A hundred people met at New Holly's community center on South Beacon Hill last Thursday night, October 9, to feast on barbecued chicken and grill city council candidates about police accountability. Candidates were asked things like whether they support the idea of an independent civilian review board with investigative and subpoena power--every incumbent candidate, except Peter Steinbrueck, said yes (!)--and whether the city should hold a public hearing for citizens to comment on the city's contract negotiations with the police union (something council member Nick Licata has attempted to do, by inviting community reps and cop union reps to a forum during his October 14 committee meeting). One question that didn't get asked at the forum was whether candidates supported giving the three-member review-board arm of the cop-watching Office of Professional Accountability access to unredacted files. Currently, the board has to pore over files with details like officers' names blacked out.
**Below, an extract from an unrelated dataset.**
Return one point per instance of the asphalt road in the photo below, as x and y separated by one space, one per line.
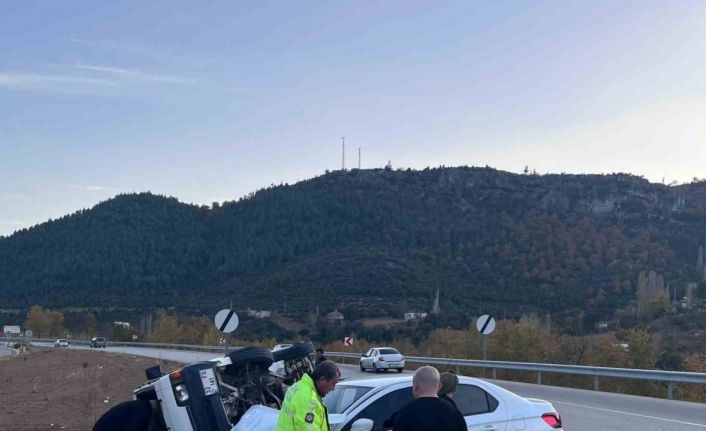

It's a question that's been asked behind the scenes at council. In early September, six council members signed a letter--which the Stranger obtained through a public records request--calling for review board access to unredacted files. The six--absent Labor Relations Policy Committee Chair Jan Drago, Margaret Pageler, and Jim Compton (who says he wasn't asked to sign, but acknowledges he's still wrestling with the issue)--requested that the police contract currently under negotiation stay silent on the issue. If the council members' wish is granted, the old clause detailing the review board's access would be axed, giving the board de facto full file access.

The police union is poised to object. "We're not giving them unredacted files," president Ken Saucier says. He has his own idea for improving the review board's file access--installing software that swaps out officers' real names and inserts pseudonyms, so the files are easy to read, but maintain cop privacy. "The [review board's] problem isn't having unredacted files, the problem is having files that are readable," Saucier says. In fact, Saucier says the police guild passed on Licata's invitation to meet with community activists because it was sitting down with the review board that day to talk software.

The union also objected to the meeting outright, citing the confidentiality of negotiations. In a last-minute letter to Licata, Saucier lambasted council members "who have no respect for the law" and accused them of trying to "hijack the...process."